Directed by Rian Johnson
Starring Bruce Willis, Joseph Gordon-Levitt
$10 general, $7.50 for students
“Goddamn twentieth-century affectations,” Abe (Jeff Daniels), crime boss from the future, says bitingly to the young looper Joe (Joseph Gordon-Levitt) in reference to Joe’s retro outfit. It’s a nice phrase; it also happens to be one that describes the movie a little too well.
Looper is twenty-first century flash-and-bang with twentieth-century decorations, all beneath a surface image of intelligent and thoughtful writing. At first glance, the idea is brilliant: crime syndicates from thirty years in the future use illegal time-machines to send targets back into the past for “loopers,” contracted killers, to kill and then dispose of. The allure of the process is in its cleanliness. Kill the future, so the past won’t ever make it there.
Then you see scene after scene of targets blinking into existence on a cheap, white tarp in a wheat field straight out of Dorothy and the Wizard of Oz. The victims’ positions are always the same – hands bound behind the back, heads covered by sacks – and the way they’re killed is always the same, too. Joe lifts his glorified weapon (called a Blunderbuss) and casually shoots them through the chest with enough force to send the unfortunate victims backwards about a foot with pretty blood sprays to boot. This, in case you’re wondering, is not one of the film’s best parts, nor is it one of the interesting ones.
The good stuff comes after Joe retrieves his payment in the form of silver bars from his victims’ blood-stained backs. The bars are exchanged for cold cash, a good amount of which then goes into souped-up drugs. You never really understand how the drugs work, but the amplification in color that accompanies post-substance scenes and the dazed look in Joe’s eyes and his vapid smile give you a pretty good clue. It’s heavily implied that he uses the drugs to inject some liveliness in his life, which hits closer to home in a way nothing else in the movie quite does. When he’s under the influence, he smiles, he does crazy things, he seems less stilted. It brings to mind a typical college student experience, where drinking to excess is sometimes justified on the grounds that it “loosens you up” and “lets you be more friendly”. In both cases, the drugs offer a way to falsify enjoyment or achieve enjoyment through false means and blend in better. You can’t watch the few hyper-sexualized club scenes and not think that if you were in his position, you’d want the drugs to make life a little easier for yourself, too. It’s one of the rare instances where the audience can actually relate to, and connect with, the protagonist.

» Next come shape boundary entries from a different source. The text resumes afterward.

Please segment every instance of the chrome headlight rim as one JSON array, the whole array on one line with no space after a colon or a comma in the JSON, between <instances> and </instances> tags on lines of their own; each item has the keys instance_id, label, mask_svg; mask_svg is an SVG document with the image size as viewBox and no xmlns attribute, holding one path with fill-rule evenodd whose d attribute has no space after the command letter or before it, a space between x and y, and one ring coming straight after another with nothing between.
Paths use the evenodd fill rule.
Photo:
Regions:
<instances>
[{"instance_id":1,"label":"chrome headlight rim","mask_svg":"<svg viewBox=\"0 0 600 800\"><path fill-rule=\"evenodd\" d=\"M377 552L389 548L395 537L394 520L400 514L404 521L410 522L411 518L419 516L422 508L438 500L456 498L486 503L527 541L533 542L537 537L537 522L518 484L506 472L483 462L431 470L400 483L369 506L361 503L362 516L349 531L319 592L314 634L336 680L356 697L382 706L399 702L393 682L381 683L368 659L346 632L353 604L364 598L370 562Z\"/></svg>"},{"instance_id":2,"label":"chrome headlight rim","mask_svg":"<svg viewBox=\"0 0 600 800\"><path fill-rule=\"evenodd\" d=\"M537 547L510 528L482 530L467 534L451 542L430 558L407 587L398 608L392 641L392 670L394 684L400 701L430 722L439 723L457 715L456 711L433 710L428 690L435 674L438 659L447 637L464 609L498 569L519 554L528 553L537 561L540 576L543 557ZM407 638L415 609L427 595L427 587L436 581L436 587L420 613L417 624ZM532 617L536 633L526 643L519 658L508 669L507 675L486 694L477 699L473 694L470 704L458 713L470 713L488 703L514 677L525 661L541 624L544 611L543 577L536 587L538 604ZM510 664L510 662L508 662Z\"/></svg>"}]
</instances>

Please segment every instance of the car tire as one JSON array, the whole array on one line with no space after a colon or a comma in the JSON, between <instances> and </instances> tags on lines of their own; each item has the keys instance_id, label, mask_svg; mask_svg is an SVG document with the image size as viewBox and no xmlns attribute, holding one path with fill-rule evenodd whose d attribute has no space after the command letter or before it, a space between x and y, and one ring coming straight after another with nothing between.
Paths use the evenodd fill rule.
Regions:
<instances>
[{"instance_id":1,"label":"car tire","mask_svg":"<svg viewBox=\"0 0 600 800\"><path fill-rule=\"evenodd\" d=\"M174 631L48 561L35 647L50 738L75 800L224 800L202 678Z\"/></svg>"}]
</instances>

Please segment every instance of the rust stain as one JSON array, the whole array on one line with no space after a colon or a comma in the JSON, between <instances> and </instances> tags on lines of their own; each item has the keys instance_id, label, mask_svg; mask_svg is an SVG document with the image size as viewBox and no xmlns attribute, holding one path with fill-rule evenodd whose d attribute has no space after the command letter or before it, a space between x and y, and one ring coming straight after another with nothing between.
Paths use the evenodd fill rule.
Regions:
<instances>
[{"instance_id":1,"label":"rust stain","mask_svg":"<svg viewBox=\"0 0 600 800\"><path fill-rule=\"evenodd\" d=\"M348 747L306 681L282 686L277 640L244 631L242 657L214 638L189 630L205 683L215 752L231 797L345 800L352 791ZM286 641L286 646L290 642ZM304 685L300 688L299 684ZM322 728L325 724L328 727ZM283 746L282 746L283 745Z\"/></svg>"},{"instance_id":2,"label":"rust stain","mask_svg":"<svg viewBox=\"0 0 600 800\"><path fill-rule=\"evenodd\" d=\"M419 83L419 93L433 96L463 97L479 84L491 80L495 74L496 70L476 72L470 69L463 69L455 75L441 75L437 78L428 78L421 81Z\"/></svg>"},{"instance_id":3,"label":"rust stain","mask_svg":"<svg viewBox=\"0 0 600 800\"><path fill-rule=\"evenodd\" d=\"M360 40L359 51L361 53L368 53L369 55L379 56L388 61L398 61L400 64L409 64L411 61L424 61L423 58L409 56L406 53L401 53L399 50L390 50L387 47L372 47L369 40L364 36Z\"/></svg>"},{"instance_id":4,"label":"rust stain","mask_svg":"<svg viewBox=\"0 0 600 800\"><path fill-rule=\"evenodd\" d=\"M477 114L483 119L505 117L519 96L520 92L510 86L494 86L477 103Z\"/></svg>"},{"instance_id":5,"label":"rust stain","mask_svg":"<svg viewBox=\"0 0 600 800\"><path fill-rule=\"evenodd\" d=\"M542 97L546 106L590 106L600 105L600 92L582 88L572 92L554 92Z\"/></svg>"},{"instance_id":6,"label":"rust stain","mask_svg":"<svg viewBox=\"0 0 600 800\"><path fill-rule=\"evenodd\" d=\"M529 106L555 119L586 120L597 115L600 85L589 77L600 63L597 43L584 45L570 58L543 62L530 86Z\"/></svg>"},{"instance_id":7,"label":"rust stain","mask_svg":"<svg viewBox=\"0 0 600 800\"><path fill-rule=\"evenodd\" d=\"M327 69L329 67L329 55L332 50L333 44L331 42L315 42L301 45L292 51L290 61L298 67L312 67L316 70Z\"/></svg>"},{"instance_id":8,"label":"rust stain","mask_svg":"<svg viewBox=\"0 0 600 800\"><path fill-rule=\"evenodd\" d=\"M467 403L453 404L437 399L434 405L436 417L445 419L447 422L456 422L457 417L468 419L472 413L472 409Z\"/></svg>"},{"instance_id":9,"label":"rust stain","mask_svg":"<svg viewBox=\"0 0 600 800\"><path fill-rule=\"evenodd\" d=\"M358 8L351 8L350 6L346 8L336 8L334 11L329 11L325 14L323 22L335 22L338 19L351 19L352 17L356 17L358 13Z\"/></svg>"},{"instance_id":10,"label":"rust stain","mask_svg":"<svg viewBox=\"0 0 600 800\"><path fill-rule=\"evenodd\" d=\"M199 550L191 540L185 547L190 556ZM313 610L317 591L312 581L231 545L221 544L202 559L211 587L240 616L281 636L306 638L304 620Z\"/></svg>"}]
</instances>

As Looper progresses and shifts the focus from character development to blood and gore, it begins to unravel. Plot holes start appearing with startling frequency, and they’re never really addressed. The whole effect is rather sloppy if you’re actually trying to make sense of the movie. The moments when present Joe confronts future Joe (Bruce Willis) are well-done from a purely technical point of view, which makes it even more of a shame that the acting quality is tarnished by the overall direction of the film. The killing is overdone, the drama is far too thick, and the plot twist is much too exaggerated to have its intended effect on the audience (well, unless inducing giggling fits was the end goal, which I doubt).
What you end up with is a fantastic idea that never reaches its full potential. Looper is the quintessential twenty-first century sci-fi film in that it sacrifices organic human interaction in favor of appealing to audience bloodthirst. Gory and thrilling it might be, but engaging it is not.